Amelia sets her phone down. As soon as she does, it begins to buzz again.
She leaves it on her nightstand and crawls under the covers.
CHAPTER FIVE
WHEN AMELIA LIFTS HER HEAD, warm against her pillow, she knows she’s been asleep for a long time. Hours. She feels it in her body, the heaviness, and her room is shadowy. Rolling onto her back, she finds her phone and glances through the texts she’s received from the other girls at the stand. It’s a blur of sad emojis, virtual hugs that she can almost feel.
She changes out of her polo and into a big T-shirt—the one from Project Graduation night—and a pair of leggings, undoes her fishtail braids, and combs her fingers through the waves they’ve left behind.

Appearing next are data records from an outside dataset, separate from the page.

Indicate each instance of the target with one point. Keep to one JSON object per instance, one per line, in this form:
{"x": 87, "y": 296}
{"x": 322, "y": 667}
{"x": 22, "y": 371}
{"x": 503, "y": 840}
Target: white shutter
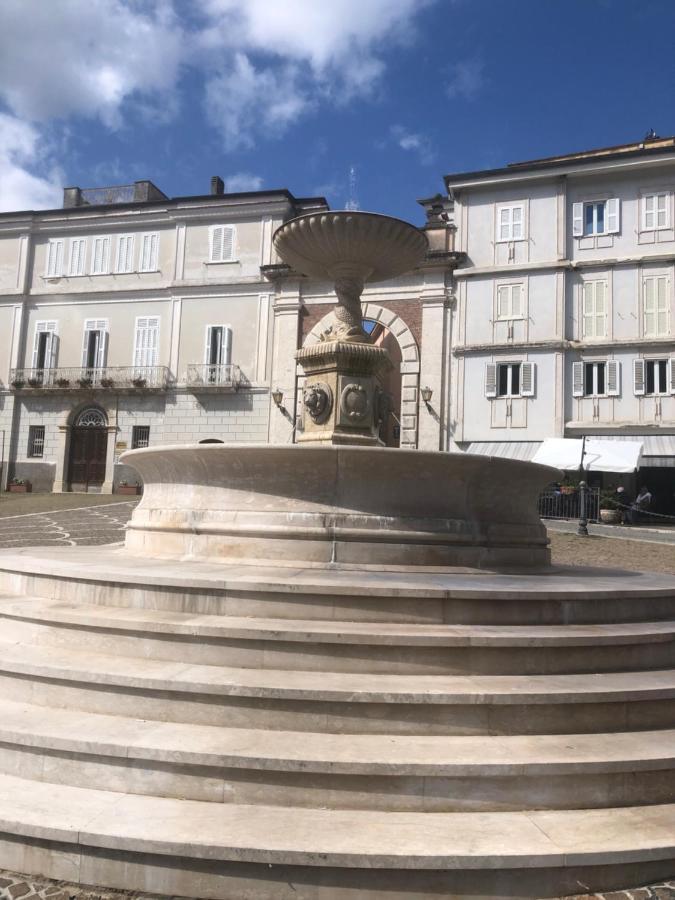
{"x": 638, "y": 377}
{"x": 613, "y": 374}
{"x": 613, "y": 214}
{"x": 54, "y": 267}
{"x": 578, "y": 379}
{"x": 226, "y": 346}
{"x": 207, "y": 346}
{"x": 527, "y": 379}
{"x": 100, "y": 256}
{"x": 577, "y": 219}
{"x": 491, "y": 380}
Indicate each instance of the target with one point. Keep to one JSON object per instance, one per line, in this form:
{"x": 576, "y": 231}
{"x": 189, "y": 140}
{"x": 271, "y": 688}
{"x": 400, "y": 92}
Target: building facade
{"x": 132, "y": 319}
{"x": 564, "y": 314}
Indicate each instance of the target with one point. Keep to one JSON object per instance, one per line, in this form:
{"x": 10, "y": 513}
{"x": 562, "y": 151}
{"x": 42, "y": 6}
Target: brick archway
{"x": 410, "y": 365}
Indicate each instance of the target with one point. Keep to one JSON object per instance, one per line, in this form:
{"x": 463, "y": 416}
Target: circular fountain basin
{"x": 347, "y": 506}
{"x": 331, "y": 244}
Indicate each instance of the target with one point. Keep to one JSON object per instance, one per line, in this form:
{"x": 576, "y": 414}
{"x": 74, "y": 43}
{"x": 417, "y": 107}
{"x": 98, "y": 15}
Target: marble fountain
{"x": 333, "y": 671}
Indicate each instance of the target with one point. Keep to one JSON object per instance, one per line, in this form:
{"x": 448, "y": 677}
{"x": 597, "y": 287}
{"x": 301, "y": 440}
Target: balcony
{"x": 118, "y": 378}
{"x": 213, "y": 378}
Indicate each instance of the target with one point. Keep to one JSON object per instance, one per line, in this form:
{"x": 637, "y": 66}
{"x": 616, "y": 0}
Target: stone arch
{"x": 410, "y": 365}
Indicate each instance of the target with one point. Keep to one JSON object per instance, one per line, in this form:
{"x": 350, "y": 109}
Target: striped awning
{"x": 506, "y": 449}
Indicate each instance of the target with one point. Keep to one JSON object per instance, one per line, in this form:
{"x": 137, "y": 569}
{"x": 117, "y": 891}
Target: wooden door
{"x": 88, "y": 449}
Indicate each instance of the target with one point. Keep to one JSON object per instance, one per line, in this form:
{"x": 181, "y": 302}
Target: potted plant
{"x": 124, "y": 487}
{"x": 19, "y": 486}
{"x": 610, "y": 508}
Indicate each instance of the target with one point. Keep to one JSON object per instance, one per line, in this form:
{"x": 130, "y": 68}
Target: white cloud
{"x": 20, "y": 145}
{"x": 467, "y": 79}
{"x": 414, "y": 142}
{"x": 242, "y": 181}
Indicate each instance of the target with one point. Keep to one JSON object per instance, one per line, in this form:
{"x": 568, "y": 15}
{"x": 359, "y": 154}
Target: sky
{"x": 296, "y": 93}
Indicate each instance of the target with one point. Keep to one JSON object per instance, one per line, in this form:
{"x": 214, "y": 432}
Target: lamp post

Downstairs, she finds her mom and dad sitting together at their kitchen table, their plates pushed off to the side. Dad has his school papers spread out in front of him—he teaches math at the high school, and summer school starts next week—and Mom is scrolling on her phone. A baseball game is on the radio. Someone gets a hit and they look up at each other and smile.
“Hi.”
They glance over at her, startled, and then guiltily at the remnants of dinner. Her dad explains, “We thought you were out with Cate.”
“It’s okay.”
Her mom winces and quickly clears their things from Amelia’s normal spot at the table. “Would you believe we even told each other tonight is a chance to train ourselves for how lonely it’s going to be around here in September?”
“Please don’t make me more depressed.” Amelia falls into her seat.
Amelia’s dad offers a gentle smile. “How are you holding up?”
“It’s hard to believe. This wasn’t how I was expecting today to go, you know?”
“No, I suppose not.” He reaches across the table and ruffles her hair. “You sure you don’t want some steak? It’ll only take me a couple of minutes to get the grill going.”
“I’m sure.”
Amelia’s mom gives her shoulder a tender squeeze. “It’s not easy to do what you did today. We’re proud of you.”
“I didn’t actually do anything. I just walked in and found her.” Amelia slouches in her chair and picks a tomato from the salad bowl. She appreciates their trying to cheer her up, but really, it was the bare minimum.
“You took charge,” her dad insists. “You acted like a manager!”
“Head Girl,” her mom corrects.
“Yes, right. Head Girl.”
“And thank goodness you did, Amelia! Could you imagine if this happened in winter? Poor Molly would have been lying there dead for months and no one would have known.”
“Mom!”
Her mother’s eyes go wide. “I’m sorry. That came out wrong.”